CHP şimdiye kadar tek bir kere oyla iktidar oldu ve bunun sebebi de CHP’liliği reddetmiş olmasıydı. Yani Orta’nın Solu politikasından bahsediyorum. Şimdi CHP yine aynı şeyi yapabilirse adam olabilir: Demokrasi, insan ve azınlık haklarını benimserse. Bu olmadan, CHP’den hiçbir şey olmaz. 

***

- Avrupa’da faşizm, ırkçılık ve AB’ye karşıt görüşler (euroscepticism) yükseliyor. Ortadoğu’da Cihadçılar yükseliyor, savaşlar sürüyor. Bu durum Türkiye’yi nasıl etkiliyor?

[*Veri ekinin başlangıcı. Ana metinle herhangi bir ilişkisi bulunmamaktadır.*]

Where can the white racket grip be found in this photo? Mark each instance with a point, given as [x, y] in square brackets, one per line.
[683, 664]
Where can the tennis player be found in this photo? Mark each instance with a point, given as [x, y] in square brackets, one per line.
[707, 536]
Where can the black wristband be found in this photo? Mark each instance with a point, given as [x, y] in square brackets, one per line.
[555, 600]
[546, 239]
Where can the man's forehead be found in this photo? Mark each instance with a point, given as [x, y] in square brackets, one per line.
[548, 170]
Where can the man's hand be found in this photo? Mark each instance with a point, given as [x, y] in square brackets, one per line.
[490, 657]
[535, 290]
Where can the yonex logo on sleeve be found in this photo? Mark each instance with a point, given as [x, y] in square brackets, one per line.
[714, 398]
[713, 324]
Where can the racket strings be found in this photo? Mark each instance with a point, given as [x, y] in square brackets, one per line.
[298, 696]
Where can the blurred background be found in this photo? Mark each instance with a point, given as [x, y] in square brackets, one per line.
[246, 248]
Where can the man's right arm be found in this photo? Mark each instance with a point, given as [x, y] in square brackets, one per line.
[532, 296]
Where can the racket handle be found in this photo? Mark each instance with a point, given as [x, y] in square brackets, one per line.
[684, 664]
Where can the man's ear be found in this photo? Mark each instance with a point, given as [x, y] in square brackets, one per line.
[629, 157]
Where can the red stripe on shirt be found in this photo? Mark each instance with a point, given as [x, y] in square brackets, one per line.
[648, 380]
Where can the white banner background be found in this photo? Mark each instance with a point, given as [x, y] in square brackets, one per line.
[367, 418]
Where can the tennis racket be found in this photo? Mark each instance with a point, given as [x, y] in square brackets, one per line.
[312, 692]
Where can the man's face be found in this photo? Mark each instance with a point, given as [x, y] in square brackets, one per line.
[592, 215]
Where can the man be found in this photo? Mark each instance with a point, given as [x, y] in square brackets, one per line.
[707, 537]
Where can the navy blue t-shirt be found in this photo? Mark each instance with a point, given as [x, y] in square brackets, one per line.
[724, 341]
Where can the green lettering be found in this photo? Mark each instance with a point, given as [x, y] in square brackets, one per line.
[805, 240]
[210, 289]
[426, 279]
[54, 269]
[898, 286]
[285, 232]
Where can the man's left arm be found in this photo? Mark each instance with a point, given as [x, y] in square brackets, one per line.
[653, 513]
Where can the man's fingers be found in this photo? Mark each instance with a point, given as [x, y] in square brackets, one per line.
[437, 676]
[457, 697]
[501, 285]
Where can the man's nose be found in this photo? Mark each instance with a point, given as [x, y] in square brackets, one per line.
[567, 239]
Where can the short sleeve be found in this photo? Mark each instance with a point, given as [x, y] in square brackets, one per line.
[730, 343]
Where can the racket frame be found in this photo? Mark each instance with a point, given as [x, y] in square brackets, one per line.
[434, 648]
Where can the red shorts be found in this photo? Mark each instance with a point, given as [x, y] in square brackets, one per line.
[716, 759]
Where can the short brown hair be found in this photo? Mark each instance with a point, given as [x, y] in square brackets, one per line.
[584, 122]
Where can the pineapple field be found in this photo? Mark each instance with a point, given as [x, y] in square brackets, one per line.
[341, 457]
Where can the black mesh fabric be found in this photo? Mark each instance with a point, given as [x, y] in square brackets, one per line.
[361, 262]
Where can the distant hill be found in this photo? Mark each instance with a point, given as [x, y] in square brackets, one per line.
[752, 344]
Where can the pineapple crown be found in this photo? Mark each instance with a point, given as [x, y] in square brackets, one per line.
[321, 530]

- Avrupa’daki bu durumların sebebi, bu ülkelere büyük bir yabancı akımı olması. Aynı şey Türkiye’de de olmakta: Suriyeliler ve yarattıkları tepki. AB’deki durumun Türkiye açısından şu an için bir etkisi yok, çünkü Türkiye zaten bu demokrasi perişanlığıyla AB için aday falan olamaz. 

Diğer yandan, Ortadoğu’da İslamcı terörün yükselmesi Erdoğan’ı vuracak, başka kimseyi değil. Çünkü İslamcı Erdoğan “İslamcılar soykırım yapmaz, terör yapmaz” deyip durdu. Ayrıca, IŞİD gibi terörist örgütlerin Türkiye’yi bir lojistik terör üssü olarak kullandıklarını artık Mısır’daki sağır sultan bile duydu. Hollanda Patriot füzelerini masraflı olduğu için mi çekiyor?

Bütün bunlar bir süre sonra birikecek birikecek, hırsızlık ve rüşvet olaylarıyla da amalgame (alaşım, karışım) olacak, bir şeyler olacak işte…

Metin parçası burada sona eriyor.